Alas, no. There is not even one single Weight Watchers meeting. If you are feeling homesick for the United States, there is a McDonald’s on almost every street corner, KFC and a newly opened Chili’s on New Arbat Street. Moscow is the last place you want to diet: It takes twice as long to lose a kilo as it does a pound, and stocking your kitchen with fresh fruit, lean meat and whole grains is a three-day marathon. Is it any wonder expat women are struggling to take off some weight?

I met Dee Dee for a latte, and after much persuasion, Larissa the barista made them with 1.8 percent instead of the usual 3.5.

“I’ve put on 10 pounds in two months! I didn’t notice at first because the scale in our hotel room was in kilos - I actually thought I’d lost some weight - but then our container arrived with my regular scale and I was horrified. Do you think it could have been recalibrated during the voyage?”

“Very possibly,” I soothed.

“And look at all those skinny girls out there,” she waved her hand toward Tverskaya Street. “Are you telling me they subsist on high-fat milk and deep fried everything?”

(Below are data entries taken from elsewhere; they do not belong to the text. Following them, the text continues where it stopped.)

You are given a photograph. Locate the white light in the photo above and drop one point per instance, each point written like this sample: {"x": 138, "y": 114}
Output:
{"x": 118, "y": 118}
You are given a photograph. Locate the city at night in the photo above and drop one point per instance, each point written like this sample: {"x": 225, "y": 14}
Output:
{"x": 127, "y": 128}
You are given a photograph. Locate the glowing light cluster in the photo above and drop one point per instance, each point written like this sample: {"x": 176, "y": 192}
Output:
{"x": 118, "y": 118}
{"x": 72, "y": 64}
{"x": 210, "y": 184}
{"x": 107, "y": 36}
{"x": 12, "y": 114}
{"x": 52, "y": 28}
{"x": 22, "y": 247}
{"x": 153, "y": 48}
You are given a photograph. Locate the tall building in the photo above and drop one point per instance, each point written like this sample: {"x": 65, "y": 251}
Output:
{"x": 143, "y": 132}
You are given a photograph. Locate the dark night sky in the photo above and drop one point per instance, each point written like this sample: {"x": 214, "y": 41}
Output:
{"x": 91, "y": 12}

“They are the Banana Generation,” I explained. The dubious Banana Generation theory is a soothing balm to every expat woman who ever warily eyed her husband’s 89-pound secretary. According to the theory, the generation of Russians who are now abnormally tall and enviously slim were entering puberty in the years just after perestroika, when vassal states such as Cuba were repaying their debt to Russia in fruit, flooding the previously barren shelves with bananas. And, the theory runs, bananas produce abnormally high growth spurts.

“That’s ridiculous,” scoffed Dee Dee. “There must be some dieting help here.”

In 20 years of Moscow life, I have seen hundreds of diet fads come and go. In the early 90s, there were hyperactive salesmen in the metro wearing buttons on their grimy leather jackets saying, “Want to lose weight? Ask me how.” Soon a revolutionary program known as “New Vays” took their place. “New Vays” potions and powders turned out to be manufactured from outdated talcum power at a dubious factory outside Minsk. Diet pills from Thailand enjoyed huge popularity, until a spate of hospitalizations.

Then-president Vladimir Putin introduced the briefly popular Kremlin Diet — an innovative program that eliminated sugars, starches and alcohol, leaving protein and vegetables. This was eclipsed by the arrival of the Atkins Diet. Finally a diet made for Russians!

Dee Dee and I hit upon a very expat solution. We created our own Weight Watchers-type support group, easily recruiting other expats as members. We met a few times for weigh-ins, but it quickly spiraled into a wine drinking/moaning evening about the servant problem.

Which is how we piled on the kilos in the first place.